Sering Bolos Kerja, Royani Akhirnya Dipecat Mahkamah Agung
JAKARTA, SATUHARAPAN.COM – Terhitung sejak hari Jumat pekan lalu (27/5), Royani, supir pribadi Sekretaris Jenderal Mahkamah Agung Nurhadi Abdurrachman, telah diberhentikan dari pekerjaannya oleh Badan Pengawas Mahkamah Agung (Bawas MA).
“Betul, Royani telah dipecat oleh Bawas MA sejak hari Jumat pekan lalu,” ujar Suhadi, Juru Bicara MA, saat dikonfirmasi via telepon, pada hari Senin (30/5).
Komisi Pemberantasan Korupsi (KPK) membutuhkan keterangan Royani sebagai saksi dalam pengusutan kasus dugaan tindak pidana korupsi dengan tersangka Edy Nasution, Panitera Sekretaris Pengadilan Negeri Jakarta Pusat.
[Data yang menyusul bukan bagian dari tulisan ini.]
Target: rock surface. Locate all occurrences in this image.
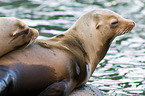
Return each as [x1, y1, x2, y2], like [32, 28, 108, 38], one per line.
[69, 84, 104, 96]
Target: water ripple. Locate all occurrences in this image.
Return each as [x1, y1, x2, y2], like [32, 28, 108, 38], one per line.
[0, 0, 145, 95]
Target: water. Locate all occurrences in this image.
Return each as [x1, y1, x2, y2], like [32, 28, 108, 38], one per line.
[0, 0, 145, 95]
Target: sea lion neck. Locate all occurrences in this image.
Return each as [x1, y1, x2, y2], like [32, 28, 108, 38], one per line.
[59, 30, 88, 61]
[63, 27, 111, 74]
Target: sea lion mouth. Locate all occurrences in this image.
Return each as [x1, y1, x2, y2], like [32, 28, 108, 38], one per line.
[116, 24, 135, 36]
[10, 28, 30, 42]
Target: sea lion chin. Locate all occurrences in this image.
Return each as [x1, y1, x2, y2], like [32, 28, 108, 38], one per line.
[0, 17, 39, 57]
[0, 9, 135, 96]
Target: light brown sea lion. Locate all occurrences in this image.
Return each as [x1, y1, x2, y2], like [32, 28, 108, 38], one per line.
[0, 17, 38, 57]
[0, 9, 135, 96]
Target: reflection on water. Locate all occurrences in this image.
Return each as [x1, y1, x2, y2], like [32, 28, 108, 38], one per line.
[0, 0, 145, 95]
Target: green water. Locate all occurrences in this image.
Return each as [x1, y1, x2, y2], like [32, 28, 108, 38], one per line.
[0, 0, 145, 95]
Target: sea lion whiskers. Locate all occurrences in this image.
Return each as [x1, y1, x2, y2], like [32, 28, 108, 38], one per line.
[112, 24, 133, 40]
[109, 25, 130, 44]
[24, 28, 39, 48]
[122, 26, 132, 35]
[109, 27, 125, 44]
[121, 26, 128, 35]
[116, 26, 128, 36]
[116, 28, 125, 36]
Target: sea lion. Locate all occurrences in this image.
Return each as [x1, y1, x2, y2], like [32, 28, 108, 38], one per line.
[0, 9, 135, 96]
[0, 17, 38, 57]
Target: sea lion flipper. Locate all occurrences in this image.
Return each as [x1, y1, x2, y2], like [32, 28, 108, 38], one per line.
[0, 65, 16, 95]
[39, 81, 68, 96]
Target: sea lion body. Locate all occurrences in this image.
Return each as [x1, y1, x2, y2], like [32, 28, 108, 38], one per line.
[0, 9, 135, 96]
[0, 17, 38, 57]
[0, 43, 70, 95]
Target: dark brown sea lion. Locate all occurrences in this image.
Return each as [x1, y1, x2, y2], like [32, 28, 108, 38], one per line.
[0, 9, 135, 96]
[0, 17, 38, 57]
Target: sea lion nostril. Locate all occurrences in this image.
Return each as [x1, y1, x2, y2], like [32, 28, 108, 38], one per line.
[24, 28, 30, 34]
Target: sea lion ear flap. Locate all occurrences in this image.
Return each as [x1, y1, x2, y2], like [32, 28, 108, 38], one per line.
[93, 14, 101, 29]
[96, 25, 100, 29]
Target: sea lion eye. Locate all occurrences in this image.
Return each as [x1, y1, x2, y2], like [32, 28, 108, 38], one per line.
[111, 21, 118, 25]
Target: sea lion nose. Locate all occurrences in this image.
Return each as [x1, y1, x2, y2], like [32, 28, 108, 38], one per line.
[29, 28, 39, 38]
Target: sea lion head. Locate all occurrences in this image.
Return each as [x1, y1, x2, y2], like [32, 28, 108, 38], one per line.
[71, 9, 135, 43]
[93, 9, 135, 37]
[0, 17, 39, 44]
[0, 17, 39, 56]
[65, 9, 135, 74]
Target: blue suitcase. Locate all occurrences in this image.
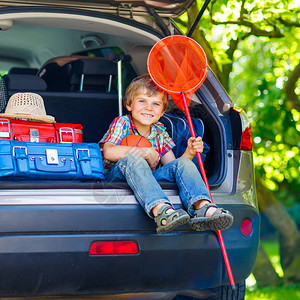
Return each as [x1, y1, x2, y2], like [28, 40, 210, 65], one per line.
[0, 140, 105, 180]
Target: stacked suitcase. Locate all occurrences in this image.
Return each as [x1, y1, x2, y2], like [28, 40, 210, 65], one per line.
[0, 140, 104, 180]
[0, 117, 83, 143]
[0, 93, 105, 180]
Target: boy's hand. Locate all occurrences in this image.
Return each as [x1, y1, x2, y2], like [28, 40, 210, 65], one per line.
[144, 147, 160, 167]
[103, 142, 159, 168]
[182, 137, 203, 160]
[188, 137, 204, 154]
[123, 146, 158, 167]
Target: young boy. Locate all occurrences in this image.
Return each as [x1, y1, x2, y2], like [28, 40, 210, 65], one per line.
[100, 74, 233, 234]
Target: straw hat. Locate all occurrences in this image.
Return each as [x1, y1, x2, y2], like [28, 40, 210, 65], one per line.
[0, 92, 55, 123]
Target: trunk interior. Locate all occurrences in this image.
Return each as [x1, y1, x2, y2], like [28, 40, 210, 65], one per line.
[0, 9, 228, 187]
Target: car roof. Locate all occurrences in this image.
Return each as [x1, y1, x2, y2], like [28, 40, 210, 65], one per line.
[0, 0, 195, 18]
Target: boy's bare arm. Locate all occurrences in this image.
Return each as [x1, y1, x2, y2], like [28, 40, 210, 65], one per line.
[160, 150, 176, 165]
[103, 142, 159, 166]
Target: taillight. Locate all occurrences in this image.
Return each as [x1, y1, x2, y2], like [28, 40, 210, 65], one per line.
[240, 125, 253, 151]
[89, 241, 139, 255]
[233, 107, 253, 151]
[241, 219, 253, 237]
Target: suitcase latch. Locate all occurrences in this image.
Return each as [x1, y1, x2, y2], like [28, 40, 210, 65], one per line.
[30, 128, 39, 142]
[0, 118, 10, 138]
[46, 149, 59, 164]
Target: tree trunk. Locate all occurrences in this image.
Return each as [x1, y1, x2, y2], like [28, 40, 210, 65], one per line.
[222, 38, 239, 92]
[252, 243, 281, 287]
[285, 62, 300, 111]
[284, 241, 300, 284]
[187, 2, 223, 82]
[255, 174, 300, 283]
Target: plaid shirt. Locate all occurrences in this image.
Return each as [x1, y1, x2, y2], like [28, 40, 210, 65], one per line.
[99, 114, 175, 172]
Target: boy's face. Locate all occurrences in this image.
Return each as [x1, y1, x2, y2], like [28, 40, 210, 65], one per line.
[126, 92, 166, 130]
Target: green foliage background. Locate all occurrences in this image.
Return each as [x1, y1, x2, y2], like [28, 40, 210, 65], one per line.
[175, 0, 300, 207]
[231, 36, 300, 207]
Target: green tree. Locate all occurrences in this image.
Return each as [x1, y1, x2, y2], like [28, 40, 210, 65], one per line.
[175, 0, 300, 286]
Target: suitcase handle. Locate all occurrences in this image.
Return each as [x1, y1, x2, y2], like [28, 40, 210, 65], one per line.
[59, 127, 74, 143]
[34, 157, 71, 173]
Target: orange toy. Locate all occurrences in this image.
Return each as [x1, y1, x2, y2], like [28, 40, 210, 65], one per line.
[120, 135, 151, 147]
[147, 35, 208, 111]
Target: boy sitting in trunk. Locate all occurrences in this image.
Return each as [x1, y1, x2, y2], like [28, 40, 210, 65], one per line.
[100, 74, 233, 234]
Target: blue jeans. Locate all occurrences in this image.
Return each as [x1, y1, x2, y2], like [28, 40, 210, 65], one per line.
[106, 154, 211, 218]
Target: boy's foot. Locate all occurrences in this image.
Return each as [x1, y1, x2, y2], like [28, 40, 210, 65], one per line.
[189, 203, 233, 231]
[154, 204, 190, 235]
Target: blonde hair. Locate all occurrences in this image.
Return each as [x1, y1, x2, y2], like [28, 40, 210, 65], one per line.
[124, 74, 169, 111]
Selain itu, KPK ingin mengetahui sejauh mana keterkaitan Nurhadi dengan kasus ini.
Namun, diketahui, Royani dalam jadwal pemeriksaannya di KPK pada tanggal 29 April 2016 dan tanggal 2 Mei 2016 selalu mangkir tanpa memberikan alasan.
Ketika dikonfirmasi mengenai alasan pemecatan Royani, Suhadi mengatakan Royani telah kerap kali membolos dari pekerjaannya.
“Sudah 42 hari yang bersangkutan tidak masuk kerja tanpa alasan yang jelas,” ujar Suhadi.
Hingga kini, dikatakan oleh Ketua KPK, Agus Rahardjo, Royani masih dalam pencarian penyidik KPK.
“Royani merupakan pihak yang penting. Sudah banyak data yang ditemukan oleh penyidik. Kita akan tetap berusaha menemukan Royani,” ujar Agus, di Jakarta, hari Senin (30/5).
Suhadi turut menyatakan bahwa MA akan tetap merekomendasikan kepada Royani untuk segera memenuhi panggilan penyidik KPK sebagai saksi dalam penuntasan kasus ini.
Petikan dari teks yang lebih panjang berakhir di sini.